Our gatherings usually bring something good and establish support and friendship. However, at this very moment, our physical closeness and connection as a community do not bring good, but an alarm or a threat. We are fighting an invincible opponent that undermines our health and peaceful well- being.
Many of us are frightened and are at a loss. To be alone is a daunting and challenging task for a society, which is used to the fast lane of daily life. Silence is a fearful thought for many. We immediately turn on our TVs, music apps, or cell phones when we are by ourselves. It is hard to find silence in this bustling world filled with constant noise.
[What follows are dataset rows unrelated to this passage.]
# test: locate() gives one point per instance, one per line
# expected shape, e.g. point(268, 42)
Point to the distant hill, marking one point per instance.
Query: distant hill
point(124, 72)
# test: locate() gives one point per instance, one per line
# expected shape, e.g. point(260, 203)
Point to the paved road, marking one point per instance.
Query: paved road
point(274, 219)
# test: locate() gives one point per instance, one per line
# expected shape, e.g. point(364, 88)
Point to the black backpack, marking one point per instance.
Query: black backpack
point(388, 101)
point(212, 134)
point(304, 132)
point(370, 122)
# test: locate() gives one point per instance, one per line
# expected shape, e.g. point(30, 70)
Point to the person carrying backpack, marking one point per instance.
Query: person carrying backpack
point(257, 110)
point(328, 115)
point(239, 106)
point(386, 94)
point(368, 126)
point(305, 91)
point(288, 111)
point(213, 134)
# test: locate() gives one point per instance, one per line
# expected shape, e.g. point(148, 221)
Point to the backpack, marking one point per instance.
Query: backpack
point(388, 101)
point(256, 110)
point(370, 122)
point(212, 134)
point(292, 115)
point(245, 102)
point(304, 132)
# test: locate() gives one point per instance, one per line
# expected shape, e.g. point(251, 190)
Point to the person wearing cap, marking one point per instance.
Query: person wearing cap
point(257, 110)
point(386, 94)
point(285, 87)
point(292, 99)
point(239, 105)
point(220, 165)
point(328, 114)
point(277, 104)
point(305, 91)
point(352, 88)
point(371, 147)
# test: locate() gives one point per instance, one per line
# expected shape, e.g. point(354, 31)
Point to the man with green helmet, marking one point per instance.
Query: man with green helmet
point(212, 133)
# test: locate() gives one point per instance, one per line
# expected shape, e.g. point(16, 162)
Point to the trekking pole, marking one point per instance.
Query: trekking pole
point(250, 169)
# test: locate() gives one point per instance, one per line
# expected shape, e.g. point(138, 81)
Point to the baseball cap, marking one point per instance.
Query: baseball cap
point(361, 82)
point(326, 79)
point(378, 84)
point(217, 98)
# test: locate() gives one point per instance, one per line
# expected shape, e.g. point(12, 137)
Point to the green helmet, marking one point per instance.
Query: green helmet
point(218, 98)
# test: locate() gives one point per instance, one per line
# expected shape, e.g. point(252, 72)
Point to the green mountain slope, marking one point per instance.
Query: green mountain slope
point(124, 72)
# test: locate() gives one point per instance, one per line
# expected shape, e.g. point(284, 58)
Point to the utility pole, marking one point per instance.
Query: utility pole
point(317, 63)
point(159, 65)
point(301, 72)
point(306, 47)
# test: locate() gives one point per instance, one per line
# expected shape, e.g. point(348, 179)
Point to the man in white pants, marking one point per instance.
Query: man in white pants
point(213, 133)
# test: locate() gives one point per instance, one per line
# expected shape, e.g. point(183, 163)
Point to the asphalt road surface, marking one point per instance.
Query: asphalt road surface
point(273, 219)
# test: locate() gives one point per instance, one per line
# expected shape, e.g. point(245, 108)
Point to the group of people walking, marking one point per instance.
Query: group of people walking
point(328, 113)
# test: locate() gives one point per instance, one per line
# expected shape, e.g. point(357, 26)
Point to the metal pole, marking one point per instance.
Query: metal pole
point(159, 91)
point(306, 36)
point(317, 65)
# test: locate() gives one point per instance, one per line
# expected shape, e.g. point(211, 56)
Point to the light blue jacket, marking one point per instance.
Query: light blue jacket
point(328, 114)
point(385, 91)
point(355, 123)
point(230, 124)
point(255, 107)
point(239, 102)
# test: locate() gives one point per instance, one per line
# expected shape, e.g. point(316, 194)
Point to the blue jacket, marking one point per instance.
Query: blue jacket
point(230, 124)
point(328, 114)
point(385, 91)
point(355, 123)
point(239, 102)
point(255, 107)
We can take this opportunity to listen to that inner voice that tells us of the necessity of our soul. It is called solitude. Unless we are tested in solitude, it is not realistic to expect answers that are really our own. We are used to always look for answers and solutions rather than carefully listen and discern to questions.
We are such fragile and vulnerable creatures. If something happens around us, in a spark of a second, our life, concerns, plans, and everything in us, including our vanities, also dramatically change.
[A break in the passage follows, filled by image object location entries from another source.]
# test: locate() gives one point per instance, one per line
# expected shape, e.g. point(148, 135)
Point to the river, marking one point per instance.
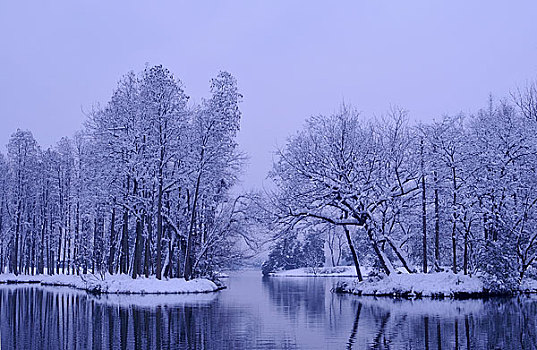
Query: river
point(257, 313)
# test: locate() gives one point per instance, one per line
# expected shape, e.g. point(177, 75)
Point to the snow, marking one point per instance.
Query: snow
point(337, 271)
point(445, 284)
point(118, 284)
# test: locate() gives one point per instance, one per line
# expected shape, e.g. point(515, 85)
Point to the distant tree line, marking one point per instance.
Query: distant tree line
point(143, 189)
point(459, 192)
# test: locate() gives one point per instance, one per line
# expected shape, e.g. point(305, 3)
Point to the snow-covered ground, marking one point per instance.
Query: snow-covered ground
point(118, 284)
point(433, 284)
point(337, 271)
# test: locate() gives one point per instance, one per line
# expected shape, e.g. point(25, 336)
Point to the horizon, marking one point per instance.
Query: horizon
point(429, 59)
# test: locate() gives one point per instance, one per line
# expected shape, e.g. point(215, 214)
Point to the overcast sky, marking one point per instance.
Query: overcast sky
point(292, 59)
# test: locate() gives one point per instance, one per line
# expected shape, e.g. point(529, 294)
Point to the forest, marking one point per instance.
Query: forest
point(146, 188)
point(142, 189)
point(457, 194)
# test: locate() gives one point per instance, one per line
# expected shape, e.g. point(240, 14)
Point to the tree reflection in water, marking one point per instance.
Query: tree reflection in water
point(283, 313)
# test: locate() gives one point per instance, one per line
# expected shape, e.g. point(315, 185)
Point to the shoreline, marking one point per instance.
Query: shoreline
point(117, 284)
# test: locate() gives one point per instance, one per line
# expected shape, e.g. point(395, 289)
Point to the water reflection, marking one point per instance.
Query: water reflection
point(284, 313)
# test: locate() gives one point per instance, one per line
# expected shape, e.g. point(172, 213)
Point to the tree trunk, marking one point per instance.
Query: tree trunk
point(138, 244)
point(353, 253)
point(454, 228)
point(15, 258)
point(112, 254)
point(147, 262)
point(436, 224)
point(188, 259)
point(159, 227)
point(423, 211)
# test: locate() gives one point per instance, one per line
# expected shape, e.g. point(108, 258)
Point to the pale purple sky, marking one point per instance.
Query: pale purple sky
point(292, 59)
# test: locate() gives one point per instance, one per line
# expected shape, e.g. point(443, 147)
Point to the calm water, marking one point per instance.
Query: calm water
point(256, 313)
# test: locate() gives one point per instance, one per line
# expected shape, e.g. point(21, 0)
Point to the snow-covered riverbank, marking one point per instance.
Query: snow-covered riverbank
point(337, 271)
point(442, 284)
point(117, 284)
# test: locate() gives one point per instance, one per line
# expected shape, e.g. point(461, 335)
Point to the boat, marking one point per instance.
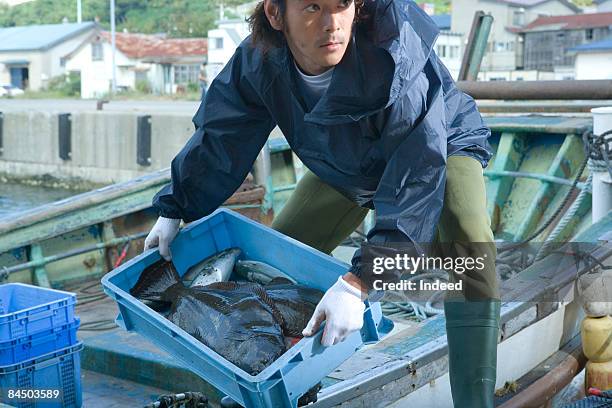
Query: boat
point(537, 168)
Having a sense of solitude helps us evaluate or reevaluate our priorities, question our materialism, and perhaps the endless cycle of consuming.
Solitude brings our fellowship with God and with others to greater heights. In his work about solitude, Thomas Merton wrote, “What is the use of praying if, at the very moment of prayer, we have so little confidence in God that we are busy planning our own kind of answer to our prayer?”